Hatırlayacaksınız, 2020 yılının son günlerinde Dünya Ekonomik Forumu’nun kurucu başkanı Klaus Schwab kendisine yöneltilen “Korona krizinin neoliberalizmin sonunu getirebileceğini söylerken ne demek istediniz” sorusuna:
“Ben yıllardır sorumlu kapitalizmi savunuyorum. Şu anda iki dev sorunla karşı karşıyayız. Birincisi zenginlerle yoksullar arasındaki uçurumun giderek derinleşmesi, ikincisi iklim krizi. Şimdi bunlara bir de COVID-19 pandemisi eklendi.

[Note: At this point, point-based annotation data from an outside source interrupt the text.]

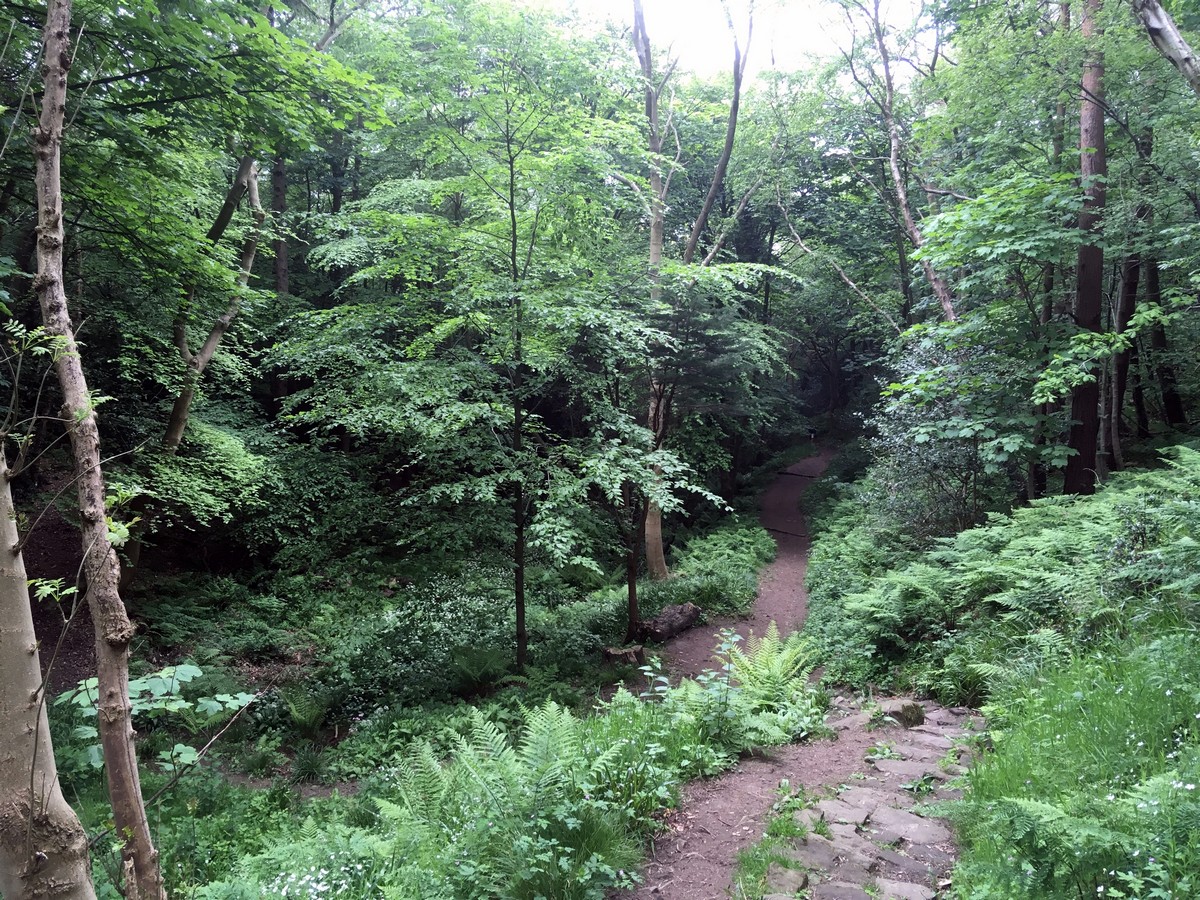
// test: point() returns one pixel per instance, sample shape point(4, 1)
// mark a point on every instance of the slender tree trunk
point(1127, 301)
point(1139, 393)
point(279, 213)
point(245, 184)
point(1080, 477)
point(1168, 40)
point(112, 624)
point(899, 180)
point(43, 850)
point(634, 541)
point(655, 557)
point(658, 418)
point(1173, 405)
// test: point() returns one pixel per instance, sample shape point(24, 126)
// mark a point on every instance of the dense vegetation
point(424, 336)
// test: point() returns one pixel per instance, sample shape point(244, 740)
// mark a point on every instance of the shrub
point(1093, 786)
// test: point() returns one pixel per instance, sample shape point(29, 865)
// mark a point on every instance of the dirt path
point(781, 595)
point(696, 858)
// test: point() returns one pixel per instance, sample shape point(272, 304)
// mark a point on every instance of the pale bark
point(659, 408)
point(101, 565)
point(1168, 40)
point(886, 105)
point(731, 127)
point(280, 211)
point(245, 184)
point(43, 850)
point(1084, 438)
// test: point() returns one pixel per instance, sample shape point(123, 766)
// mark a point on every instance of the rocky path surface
point(869, 835)
point(873, 838)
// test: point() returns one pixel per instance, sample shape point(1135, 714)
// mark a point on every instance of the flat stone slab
point(868, 798)
point(858, 720)
point(907, 713)
point(911, 827)
point(919, 753)
point(909, 769)
point(816, 852)
point(937, 731)
point(839, 811)
point(934, 742)
point(904, 864)
point(839, 891)
point(935, 856)
point(903, 891)
point(786, 881)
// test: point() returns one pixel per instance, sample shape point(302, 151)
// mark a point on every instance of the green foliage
point(154, 699)
point(718, 571)
point(1003, 600)
point(777, 845)
point(1092, 785)
point(406, 648)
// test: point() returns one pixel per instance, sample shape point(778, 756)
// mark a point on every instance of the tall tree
point(43, 849)
point(114, 630)
point(653, 85)
point(1164, 34)
point(1080, 475)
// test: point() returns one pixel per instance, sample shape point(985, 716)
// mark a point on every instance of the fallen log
point(634, 655)
point(671, 622)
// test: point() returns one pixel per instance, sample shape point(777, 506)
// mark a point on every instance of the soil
point(53, 551)
point(781, 595)
point(696, 858)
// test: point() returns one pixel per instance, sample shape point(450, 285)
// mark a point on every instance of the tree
point(43, 849)
point(1167, 39)
point(101, 565)
point(653, 85)
point(1080, 477)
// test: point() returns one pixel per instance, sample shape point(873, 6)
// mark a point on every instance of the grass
point(780, 834)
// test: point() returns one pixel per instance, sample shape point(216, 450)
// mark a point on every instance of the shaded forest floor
point(696, 858)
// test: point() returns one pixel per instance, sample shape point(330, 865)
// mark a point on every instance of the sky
point(786, 33)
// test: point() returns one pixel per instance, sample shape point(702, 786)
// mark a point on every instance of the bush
point(408, 652)
point(1093, 786)
point(999, 601)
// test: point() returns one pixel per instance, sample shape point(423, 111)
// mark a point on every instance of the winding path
point(781, 595)
point(696, 856)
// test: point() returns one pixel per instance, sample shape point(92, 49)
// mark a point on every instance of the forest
point(377, 371)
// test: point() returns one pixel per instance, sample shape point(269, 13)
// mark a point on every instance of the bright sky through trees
point(785, 34)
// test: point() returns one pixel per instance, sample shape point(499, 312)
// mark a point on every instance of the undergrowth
point(546, 804)
point(1074, 622)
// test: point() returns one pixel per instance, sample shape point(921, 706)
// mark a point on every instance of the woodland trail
point(781, 595)
point(696, 857)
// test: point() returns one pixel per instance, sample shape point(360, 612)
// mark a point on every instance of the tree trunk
point(1173, 405)
point(1139, 393)
point(655, 556)
point(634, 540)
point(1127, 301)
point(899, 180)
point(245, 184)
point(279, 213)
point(43, 850)
point(112, 624)
point(1080, 477)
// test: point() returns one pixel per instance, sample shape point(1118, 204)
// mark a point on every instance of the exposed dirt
point(781, 597)
point(53, 551)
point(695, 859)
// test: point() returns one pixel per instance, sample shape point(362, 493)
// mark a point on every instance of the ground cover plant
point(1074, 623)
point(539, 803)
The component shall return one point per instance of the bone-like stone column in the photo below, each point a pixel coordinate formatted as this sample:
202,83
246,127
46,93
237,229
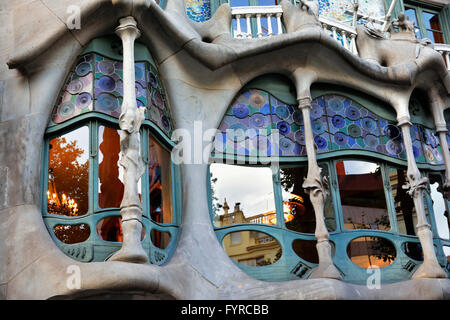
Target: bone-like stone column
441,130
317,188
130,122
416,185
437,108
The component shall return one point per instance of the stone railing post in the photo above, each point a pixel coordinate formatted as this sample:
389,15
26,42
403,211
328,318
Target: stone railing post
130,122
317,188
416,186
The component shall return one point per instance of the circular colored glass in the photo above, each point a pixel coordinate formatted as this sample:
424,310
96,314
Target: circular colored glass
258,121
300,137
257,100
282,112
338,121
394,147
157,100
320,142
107,102
106,67
340,138
152,80
298,117
83,100
75,86
391,131
352,113
286,145
354,131
66,109
368,124
317,127
371,141
283,127
335,104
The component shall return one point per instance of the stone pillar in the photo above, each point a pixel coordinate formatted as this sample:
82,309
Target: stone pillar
441,131
416,186
317,188
130,122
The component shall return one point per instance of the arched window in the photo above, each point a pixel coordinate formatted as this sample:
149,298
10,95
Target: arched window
82,175
261,213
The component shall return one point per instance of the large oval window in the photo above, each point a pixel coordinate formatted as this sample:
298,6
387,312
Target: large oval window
367,252
72,233
306,249
252,248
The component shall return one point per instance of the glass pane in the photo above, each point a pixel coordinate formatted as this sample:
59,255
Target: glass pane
249,188
371,251
439,207
160,182
411,15
110,186
404,204
432,21
160,239
68,173
447,253
362,195
266,2
254,248
110,229
239,3
306,249
298,211
72,233
435,36
413,250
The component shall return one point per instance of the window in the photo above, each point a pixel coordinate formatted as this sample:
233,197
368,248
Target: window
362,195
370,218
83,188
427,22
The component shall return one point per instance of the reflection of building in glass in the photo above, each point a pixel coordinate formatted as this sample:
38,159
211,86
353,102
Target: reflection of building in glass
251,248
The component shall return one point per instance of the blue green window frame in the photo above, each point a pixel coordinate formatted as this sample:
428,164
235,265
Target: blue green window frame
95,248
290,266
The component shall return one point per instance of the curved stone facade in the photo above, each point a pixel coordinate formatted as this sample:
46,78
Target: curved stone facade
203,68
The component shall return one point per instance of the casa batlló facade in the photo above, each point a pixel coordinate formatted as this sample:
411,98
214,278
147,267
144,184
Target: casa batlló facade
207,149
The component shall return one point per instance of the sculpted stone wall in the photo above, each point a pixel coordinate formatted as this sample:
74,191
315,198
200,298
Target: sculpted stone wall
203,68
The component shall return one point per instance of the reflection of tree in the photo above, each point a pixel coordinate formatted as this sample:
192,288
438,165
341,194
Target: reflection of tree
380,248
268,261
304,217
66,175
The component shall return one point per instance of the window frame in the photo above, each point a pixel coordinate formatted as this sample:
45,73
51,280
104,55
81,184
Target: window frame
419,8
93,120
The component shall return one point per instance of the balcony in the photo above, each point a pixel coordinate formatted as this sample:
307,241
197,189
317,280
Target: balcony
265,21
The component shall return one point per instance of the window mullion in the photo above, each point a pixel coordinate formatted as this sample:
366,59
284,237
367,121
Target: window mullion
278,194
93,165
334,192
385,170
144,179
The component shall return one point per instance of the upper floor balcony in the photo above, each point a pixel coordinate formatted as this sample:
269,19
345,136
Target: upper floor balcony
267,21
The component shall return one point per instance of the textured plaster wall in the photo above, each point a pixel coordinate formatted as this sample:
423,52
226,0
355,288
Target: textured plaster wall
200,86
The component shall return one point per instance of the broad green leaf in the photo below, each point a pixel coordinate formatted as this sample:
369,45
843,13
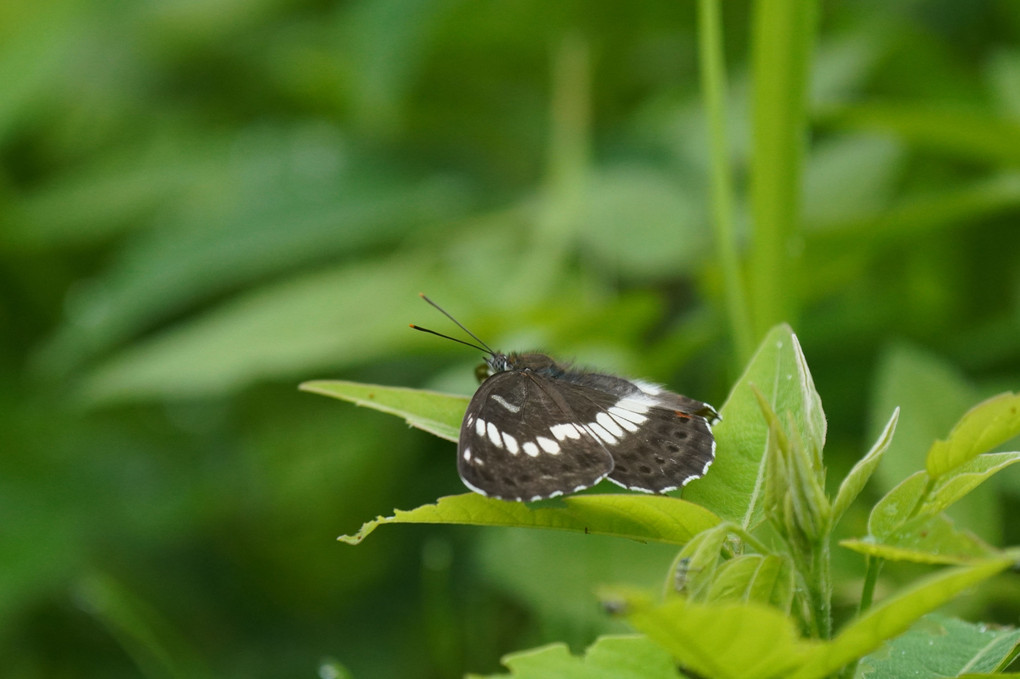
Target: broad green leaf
894,616
722,640
983,427
655,518
765,579
944,646
794,492
951,487
932,539
918,495
436,413
859,475
734,486
617,657
931,396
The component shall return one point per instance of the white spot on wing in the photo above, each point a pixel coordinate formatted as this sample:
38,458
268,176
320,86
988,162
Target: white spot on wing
648,387
548,445
511,442
506,404
599,431
636,405
494,435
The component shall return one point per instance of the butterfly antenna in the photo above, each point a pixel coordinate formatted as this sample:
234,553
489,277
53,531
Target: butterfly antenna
483,347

COVID-19 krizinden en fazla zarar gören iki ülkenin, yani ABD ile İngiltere’nin, neoliberalizmin en etkili olduğu ülkeler olduğu da bir gerçek. Pandemi krizi neoliberalizmin miadının dolduğunu göstermiştir.”
2020 yılı sonunda yazdığımız “IMF’nin günü” başlıklı yazımızda şu konuya da dikkat çekmiştik.
“2007-2008 finansal krizinin değişim için kaçırılan bir fırsat olduğunu vurgulayan Papa Francis, bunun yerine bu krizin güçlülere daha fazla özgürlük getirdiğini, zayıf olanların ise “paranın imparatorluğunun yıkıcı etkileriyle” karşı karşıya kaldığını, doğal kaynaklara daha adil bir şekilde erişmek ve en güçsüzlere yardım etmek için refahın yeniden dağıtılması için daha önce yaptığı çağrıları yineledi. Şimdi desek ki Katoliklerin dini lideri “Papa Francis” ile küreselcilerin kuramcısı “Klaus Schwab” ın söylemleri arasındaki 3 farkı bulun, muhtemelen bulamayacaksınız.”
Yine aynı dönemde IMF Başkanı Georgieva 15 Ekim 2020 toplantısında konuşmasına “bugün yeni bir Bretton Woods anındayız” diyerek başlıyordu, aynı yazımızdan hatırlayalım.
“Malumunuz II. Dünya Savaşının yıkımı sonrası Amerikan Dolarının dünya rezerv para olarak egemenliğini başlatan anlaşma idi Bretten Wood. IMF Başkanı sözde Kovid 19 salgınının neden olduğu ekonomik yıkım sonrası “bugün yeni bir Bretton Woods anındayız” diyerek yeni bir ekonomik sistemin işaret fişeğini ateşliyor. Peki Georgieva’nın “Keynes vurgusu” nedir derseniz boşverin insanlığın kardeşliği hikayelerini filan. Bretten Wood toplantısında ekonomist John Keynes bir çeşit küresel dünya rezerv para birimi teklif etmiş ama Amerikalılar buna itiraz ederek altına çıpalanmış (karşılık ayrılmış) Amerikan Dolarını dünya rezerv para birimi olarak kabul ettirmişlerdi. Vietnam savaşının getirdiği büyük harcama furyasına kadar altın çıpalaması devam etmiş, sonra Başkan Nixon tarafından altın karşılığı kaldırılarak Doların karşılığı Amerikan Devletinin insafına kalmıştır.” Anlayacağınız vakti zamanında Doların üzerine “tanrıya güveniyoruz” diye boşa yazmamışlar. Hani halkımızın umutsuz vakalarda yanlış bir şekilde kullandığı “işimiz Allah’a kaldı” tabiri gibi.”
İşte Amerika, son yıllarda uyguladığı dolar ambargoları/tehditleri, SWIFT kapatmaları ile o güveni bitirdi.
WEF, IMF ve Papanın bahsettiği yeni “Bretton Woods anını” ve “neoliberalizmin sonunu” getirmekte bir zamanların tanrısız komünist SSCB’sinin şimdi yeniden Nazilerle savaştığını iddia eden ve her fırsatta Hristiyanlığını vurgulayan bakiyesi Rusya devlet Başkanı ve WEF’in eski genç küresel lideri Putin’e kaldı.
Herkes mutlu mudur bilemeyiz ama dünya çok ilginç bir yer, değil mi?